The waterfall mechanism lays down that at the time of the company’s liquidation and while distributing the assets of the company the secured financial creditors shall be given the priority and the amount belonging to them shall be paid fully according to their admitted claim before initiating any distribution to unsecured financial creditors.

The Appellate Authority in its recent landmark judgment in the case of Technology Development Board vs. Anil Goel, Liquidator of Gujarat Oleo Chem Limited (GOCL) & Ors3 made it specifically held that: “Whether the Secured Creditor holds a first charge or second charge is material only if the Secured Creditor elects to realize its security interest.” “However, once a Secured Creditor opts to relinquish its security interest, the distribution of assets would be governed by Section 53(1)(b)(ii), which states that – all Secured Creditors who have renounced security interests rank equally.”

Statutory provision:
The statutory provision which sets out the order of priority for the distribution of sale proceeds from the sale of liquidation assets is categorically mentioned under Section 53 of the Insolvency and Bankruptcy Code, 2016.

According to section 53 (1) (b):
“The following debts will be ranked equally between and among them:
(i) workmen’s dues for the period of twenty-four months preceding the liquidation commencement date; and
(ii) debts owed to a secured creditor in the event such secured creditor has relinquished security in the manner set out in section 52”

According to Section 53(2) of the code:
“The liquidator will overlook any contractual arrangements between receivers under sub-section (1) with equal ranking if they disturb the sequence of priority under that sub-section.”

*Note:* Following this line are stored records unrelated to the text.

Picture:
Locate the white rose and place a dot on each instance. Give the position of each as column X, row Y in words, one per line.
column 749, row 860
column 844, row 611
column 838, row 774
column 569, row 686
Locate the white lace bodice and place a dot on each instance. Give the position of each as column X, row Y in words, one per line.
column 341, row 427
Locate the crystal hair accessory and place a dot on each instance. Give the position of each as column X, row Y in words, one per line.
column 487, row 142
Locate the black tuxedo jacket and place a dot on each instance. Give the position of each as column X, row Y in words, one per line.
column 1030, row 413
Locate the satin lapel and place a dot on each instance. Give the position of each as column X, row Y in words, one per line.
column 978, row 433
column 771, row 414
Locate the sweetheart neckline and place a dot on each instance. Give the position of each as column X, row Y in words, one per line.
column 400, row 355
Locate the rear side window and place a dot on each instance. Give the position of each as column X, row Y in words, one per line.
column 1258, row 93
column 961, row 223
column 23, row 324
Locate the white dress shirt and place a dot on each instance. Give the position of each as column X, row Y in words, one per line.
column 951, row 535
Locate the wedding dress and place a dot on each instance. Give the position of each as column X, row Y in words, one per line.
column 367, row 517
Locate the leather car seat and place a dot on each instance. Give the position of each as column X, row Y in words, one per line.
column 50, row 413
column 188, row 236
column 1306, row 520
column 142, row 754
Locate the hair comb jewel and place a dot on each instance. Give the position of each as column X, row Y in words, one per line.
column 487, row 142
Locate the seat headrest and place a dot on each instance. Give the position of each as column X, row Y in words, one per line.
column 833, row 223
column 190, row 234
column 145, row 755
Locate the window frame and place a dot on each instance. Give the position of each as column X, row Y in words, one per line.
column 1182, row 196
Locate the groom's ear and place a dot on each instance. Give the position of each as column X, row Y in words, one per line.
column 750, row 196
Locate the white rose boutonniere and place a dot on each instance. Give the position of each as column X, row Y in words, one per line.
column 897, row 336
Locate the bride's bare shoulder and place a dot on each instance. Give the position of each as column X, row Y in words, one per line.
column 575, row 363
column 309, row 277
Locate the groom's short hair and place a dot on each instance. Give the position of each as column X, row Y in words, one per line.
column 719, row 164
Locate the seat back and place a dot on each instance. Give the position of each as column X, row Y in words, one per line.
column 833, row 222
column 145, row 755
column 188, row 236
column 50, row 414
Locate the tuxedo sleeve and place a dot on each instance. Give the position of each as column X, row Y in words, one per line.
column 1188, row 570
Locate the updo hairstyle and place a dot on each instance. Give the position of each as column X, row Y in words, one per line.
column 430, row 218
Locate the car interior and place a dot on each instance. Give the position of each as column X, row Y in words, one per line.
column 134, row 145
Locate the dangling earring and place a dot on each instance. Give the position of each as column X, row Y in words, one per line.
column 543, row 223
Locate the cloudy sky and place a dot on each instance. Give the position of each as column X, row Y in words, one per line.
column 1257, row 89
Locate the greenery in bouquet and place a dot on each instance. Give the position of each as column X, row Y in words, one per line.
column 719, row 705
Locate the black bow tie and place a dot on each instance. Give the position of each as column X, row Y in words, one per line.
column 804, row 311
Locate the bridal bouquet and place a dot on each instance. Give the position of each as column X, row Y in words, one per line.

WATERFALL MECHANISM AND MEANING OF SECURED CREDITOR:

A secured creditor is one in whose favor a “security interest” has been created by the corporate debtor.4 Section 52 of the code provides the secured creditors with two options:

  • either to realize its security interest, or
  • give away its security interest to the liquidation estate5

It is the duty of each secured creditor to communicate to the liquidator about his decision to either relinquish his security interest or to realize its security interest.
If the secured creditor fails to inform the liquidator of its intention within 30 days from the commencement of the liquidation process, the security interest held by such secured creditor is deemed to be relinquished.6
In case a secured creditor chooses to relinquish its security interest then it has to stake its claim to the liquidation estate.

CONCLUSION:

The prevailing approach towards the Secured creditors’ priority rights, established at the time of lending, supposedly provides them with a security net in the event that the firm defaults and insolvency procedures are initiated. Even after the IBC was enacted, there is nothing in the IBC that specifically addresses this issue. Furthermore, Section 53(2) of the IBC only prohibits agreements that disrupt the waterfall mechanism’s sequence of precedence. The problem of priority of inter-se secured creditors who have renounced their security interests is left unanswered. As a result, it is clear that there is still lacking legal certainty on this topic.

The intrinsic ambiguity in the topic, as well as the lack of a clear legal precedent, leaves no answer to the difficulty. It is conceivable, however, that any priority rights connected to a security interest stay tied to the security interest, and that when the security interest is abandoned, the priority rights associated with the security interest expire as well. Although it appears that lawmakers considered all issues when establishing the IBC’s liquidation waterfall, which favored secured creditors, legislators should give equal weight to the interests of other stakeholders in order to fulfill the IBC’s goals.

References:

  1. (2006) 10 SCC 452.
  2. Technology Development Board v Anil Goel, Company Appeal (AT) (Insolvency) No.731 of 2020
  3. Company Appeal (AT) (Insolvency) No.731 of 2020
  4. Insolvency and Bankruptcy Code, 2016, Section 3 (30).
  5. Insolvency and Bankruptcy Code, 2016, Section 52 (1).
  6. Insolvency and Bankruptcy Board of India (Liquidation Process) Regulations, 2016, Regulation 21A.